Summary: With this message, I introduce to the congregation an exploration of the little understood doctrine of soul competency.
“I write these things to you about those who are trying to deceive you. But the anointing that you received from him abides in you, and you have no need that anyone should teach you. But as his anointing teaches you about everything—and is true and is no lie, just as it has taught you—abide in him.”
His promotion of a distorted theology necessitated pastoral intervention. Nevertheless, he vigorously defended his aberrant position despite exposure of his errant thinking. His rejoinder when he was privately confronted was astonishing. “You teach ‘soul compete-ancy.’ I don’t need no teacher; I can think for myself.” He had the King James Bible and a copy of Strong’s concordance, and that was all he needed (so he thought) to formulate doctrine. It was but an additional egregious error to add to his already astounding catalogue of errors. This man’s arrogance was breathtaking and his defence of the indefensible amazing.
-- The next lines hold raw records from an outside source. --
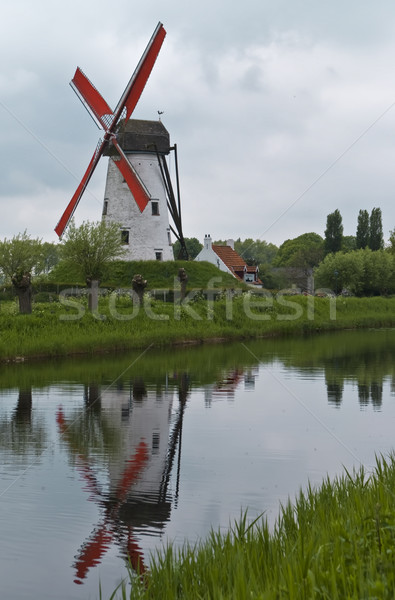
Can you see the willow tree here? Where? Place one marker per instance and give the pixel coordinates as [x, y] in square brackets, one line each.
[88, 250]
[19, 257]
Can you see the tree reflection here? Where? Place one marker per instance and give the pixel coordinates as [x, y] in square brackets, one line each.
[138, 456]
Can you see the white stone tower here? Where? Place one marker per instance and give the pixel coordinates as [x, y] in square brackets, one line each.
[146, 235]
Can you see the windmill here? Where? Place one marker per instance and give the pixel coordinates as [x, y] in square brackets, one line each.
[138, 188]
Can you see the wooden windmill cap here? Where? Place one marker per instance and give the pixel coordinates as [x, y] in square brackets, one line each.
[142, 136]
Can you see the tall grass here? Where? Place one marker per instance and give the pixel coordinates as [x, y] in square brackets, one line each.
[334, 542]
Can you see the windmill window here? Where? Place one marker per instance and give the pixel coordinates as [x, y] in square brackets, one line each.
[125, 237]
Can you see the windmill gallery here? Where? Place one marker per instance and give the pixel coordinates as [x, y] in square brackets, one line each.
[139, 194]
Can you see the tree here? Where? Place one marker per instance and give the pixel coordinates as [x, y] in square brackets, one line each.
[333, 232]
[89, 249]
[19, 258]
[376, 240]
[362, 237]
[193, 247]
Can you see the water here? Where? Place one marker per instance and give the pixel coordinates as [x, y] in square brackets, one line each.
[116, 456]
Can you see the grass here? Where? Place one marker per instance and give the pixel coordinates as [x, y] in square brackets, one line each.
[332, 543]
[55, 329]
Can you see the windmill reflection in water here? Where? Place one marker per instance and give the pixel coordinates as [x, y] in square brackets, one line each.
[149, 432]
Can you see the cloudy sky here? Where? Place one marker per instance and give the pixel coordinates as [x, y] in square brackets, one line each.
[282, 110]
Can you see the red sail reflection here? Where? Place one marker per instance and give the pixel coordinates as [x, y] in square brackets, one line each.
[101, 538]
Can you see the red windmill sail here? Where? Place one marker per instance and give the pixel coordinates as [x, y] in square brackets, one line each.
[109, 121]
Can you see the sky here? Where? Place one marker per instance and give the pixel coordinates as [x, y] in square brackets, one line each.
[282, 110]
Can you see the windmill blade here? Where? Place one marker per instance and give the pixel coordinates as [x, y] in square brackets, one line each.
[136, 186]
[139, 78]
[91, 98]
[72, 205]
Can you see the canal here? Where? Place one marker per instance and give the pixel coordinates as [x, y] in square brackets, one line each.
[116, 456]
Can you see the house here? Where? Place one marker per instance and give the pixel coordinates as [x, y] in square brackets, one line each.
[226, 259]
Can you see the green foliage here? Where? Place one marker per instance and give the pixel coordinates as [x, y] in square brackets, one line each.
[20, 254]
[193, 247]
[304, 251]
[349, 243]
[88, 249]
[362, 272]
[391, 247]
[362, 236]
[48, 259]
[333, 232]
[59, 329]
[333, 542]
[161, 274]
[376, 240]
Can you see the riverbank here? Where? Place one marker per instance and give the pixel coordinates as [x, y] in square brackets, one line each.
[333, 542]
[66, 328]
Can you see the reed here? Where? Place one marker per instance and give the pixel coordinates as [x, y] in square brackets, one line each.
[333, 542]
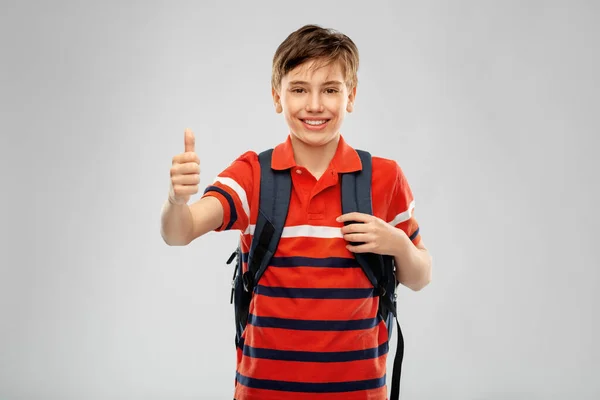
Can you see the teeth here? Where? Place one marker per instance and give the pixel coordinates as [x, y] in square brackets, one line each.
[315, 122]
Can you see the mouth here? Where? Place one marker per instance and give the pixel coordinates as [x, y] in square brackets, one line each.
[315, 124]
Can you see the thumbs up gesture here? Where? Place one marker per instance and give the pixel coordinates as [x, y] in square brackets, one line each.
[185, 172]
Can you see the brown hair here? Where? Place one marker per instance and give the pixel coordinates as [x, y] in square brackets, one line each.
[311, 42]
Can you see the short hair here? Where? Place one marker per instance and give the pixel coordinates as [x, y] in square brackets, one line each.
[312, 42]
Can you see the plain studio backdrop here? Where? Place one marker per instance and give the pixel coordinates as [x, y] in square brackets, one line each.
[491, 109]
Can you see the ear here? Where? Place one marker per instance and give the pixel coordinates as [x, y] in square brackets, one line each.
[276, 100]
[351, 98]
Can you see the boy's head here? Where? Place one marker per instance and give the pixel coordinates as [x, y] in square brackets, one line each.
[314, 80]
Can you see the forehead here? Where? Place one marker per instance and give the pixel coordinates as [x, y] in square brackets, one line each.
[316, 71]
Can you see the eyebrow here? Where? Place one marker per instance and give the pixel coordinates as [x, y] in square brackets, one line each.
[323, 84]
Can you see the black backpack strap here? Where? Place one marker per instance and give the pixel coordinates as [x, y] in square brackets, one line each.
[356, 197]
[275, 192]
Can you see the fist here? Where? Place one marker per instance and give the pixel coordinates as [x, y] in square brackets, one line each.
[185, 172]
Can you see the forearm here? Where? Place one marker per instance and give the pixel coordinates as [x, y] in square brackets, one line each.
[413, 265]
[176, 224]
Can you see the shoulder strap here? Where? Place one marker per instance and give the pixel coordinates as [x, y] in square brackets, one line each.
[275, 192]
[356, 197]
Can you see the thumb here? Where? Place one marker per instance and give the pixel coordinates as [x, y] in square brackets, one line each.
[190, 141]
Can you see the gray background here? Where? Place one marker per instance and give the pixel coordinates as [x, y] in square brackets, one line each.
[491, 108]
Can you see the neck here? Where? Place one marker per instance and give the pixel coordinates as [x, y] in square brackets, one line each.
[316, 159]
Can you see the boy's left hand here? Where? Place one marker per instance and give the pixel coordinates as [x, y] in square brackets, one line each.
[376, 235]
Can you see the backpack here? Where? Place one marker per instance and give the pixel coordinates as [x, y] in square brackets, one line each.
[275, 192]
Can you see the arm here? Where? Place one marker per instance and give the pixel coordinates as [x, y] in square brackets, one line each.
[413, 263]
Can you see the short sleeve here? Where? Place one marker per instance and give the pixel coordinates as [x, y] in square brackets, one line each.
[234, 189]
[401, 208]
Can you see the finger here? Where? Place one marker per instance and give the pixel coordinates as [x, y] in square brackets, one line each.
[185, 158]
[357, 237]
[362, 248]
[185, 169]
[185, 190]
[356, 228]
[190, 179]
[190, 141]
[354, 216]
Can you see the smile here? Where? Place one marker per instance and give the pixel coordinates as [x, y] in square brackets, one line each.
[315, 124]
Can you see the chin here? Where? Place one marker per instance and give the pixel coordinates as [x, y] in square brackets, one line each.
[315, 139]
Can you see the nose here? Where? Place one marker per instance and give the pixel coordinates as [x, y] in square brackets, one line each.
[314, 103]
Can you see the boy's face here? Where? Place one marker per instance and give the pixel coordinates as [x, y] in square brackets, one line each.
[314, 102]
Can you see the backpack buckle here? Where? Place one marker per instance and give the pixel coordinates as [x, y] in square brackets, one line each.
[247, 280]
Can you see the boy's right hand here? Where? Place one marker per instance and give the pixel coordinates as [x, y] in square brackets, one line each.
[185, 172]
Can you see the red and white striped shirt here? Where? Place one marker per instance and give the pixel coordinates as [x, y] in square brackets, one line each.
[313, 330]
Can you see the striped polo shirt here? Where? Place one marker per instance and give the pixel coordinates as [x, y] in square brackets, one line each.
[313, 330]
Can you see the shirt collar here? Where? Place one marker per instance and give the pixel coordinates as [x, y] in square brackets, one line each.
[345, 159]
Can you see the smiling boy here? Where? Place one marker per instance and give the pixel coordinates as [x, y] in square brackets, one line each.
[313, 330]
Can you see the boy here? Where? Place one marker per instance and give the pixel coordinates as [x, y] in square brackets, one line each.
[313, 85]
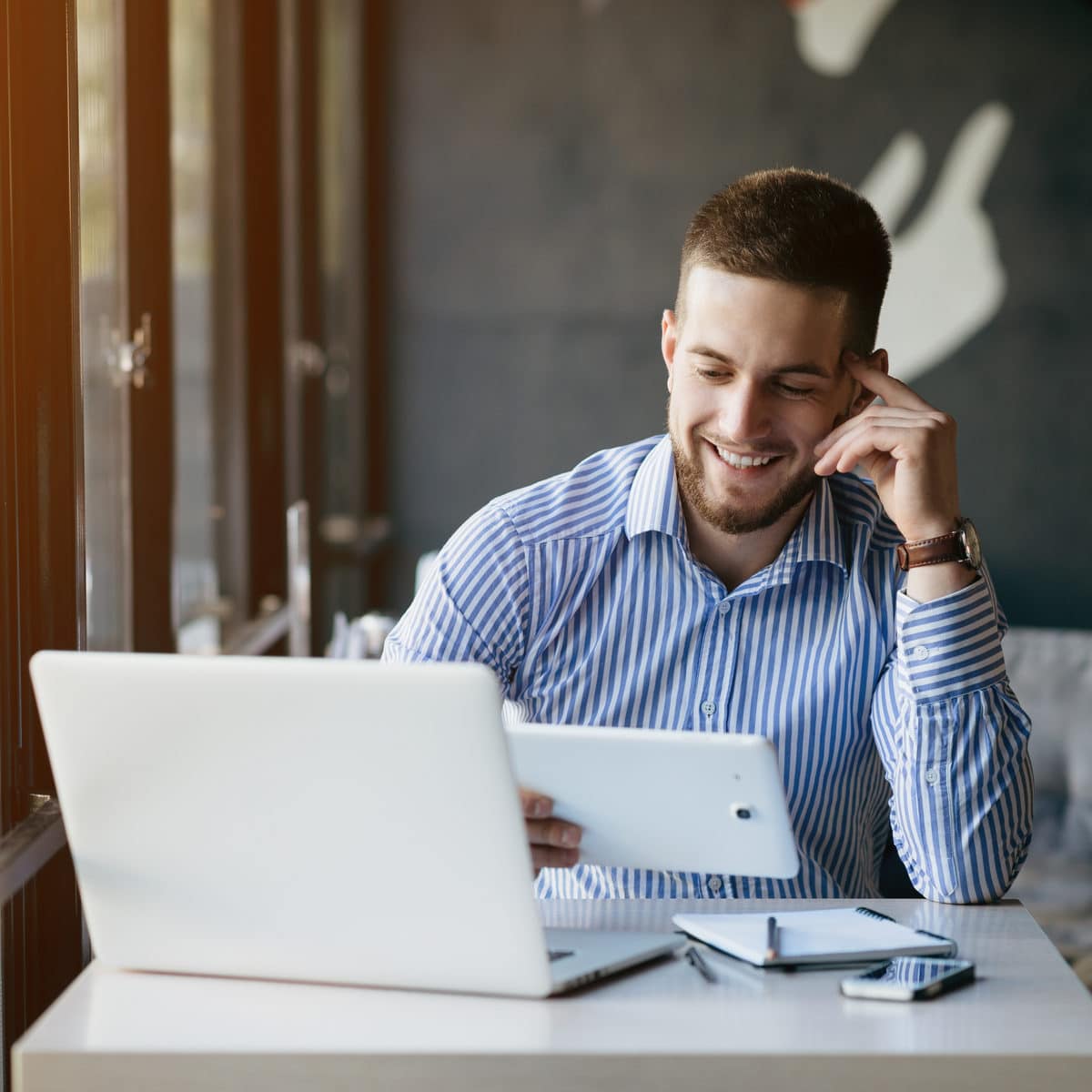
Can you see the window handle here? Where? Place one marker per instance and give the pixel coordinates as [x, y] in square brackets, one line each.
[132, 356]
Indeed, John does make the bold assertion, “The anointing that you received from Him abides in you, and you have no need that anyone should teach you” [1 JOHN 2:27]. Unquestionably, his statement is an argument presenting soul competency of the believer. However, the old rule of biblical interpretation applies here, as it does in every instance: any text out of context is pretext. To properly understand and apply John’s teaching, it is necessary to understand the context.
The context of John’s teaching is that the Apostle of Love is cautioning believers to be aware of their susceptibility to error. John is neither rejecting teachers who have been gifted by the Spirit of God and appointed for the benefit of the people of God, nor is he discounting sound theology, nor advocating that we jettison the accumulated wisdom of godly people from past millennia; John is teaching all who follow the Master to rely on the Spirit of Christ to direct our thinking process and to guide us so that we avoid errant teachers and aberrant theology—we don’t need new or novel theologies.
Just as there are evil people in our world who seek to extirpate freedoms we take for granted, so there are evil people among the churches that are determined to destroy the freedom we enjoy in Christ. The unwary may be snared, but if they stumble, it is despite red flags raised by the Spirit of God. As we continue exploring our Baptist foundations, today we are considering application of the doctrine commonly referred to as “soul competency.” Tragically, this teaching of competency in matters of the Faith is often misunderstood; or perhaps it is more accurate to state that it is frequently distorted to fit the preconceived notions of individuals who are intent on gaining their own desires.
Nevertheless, the Word is quite clear that each Christian has received an “anointing,” or “unction.” The consequence of that “anointing” is that Christians are competent to recognise truth, and they are equipped to recognise error. That Christians succumb to the siren allure of error is less a testimony to the tenacity of those promulgating error than it is to the lack of caution among the saints and their naïve character when they accept the philosophy of democratic government within the church.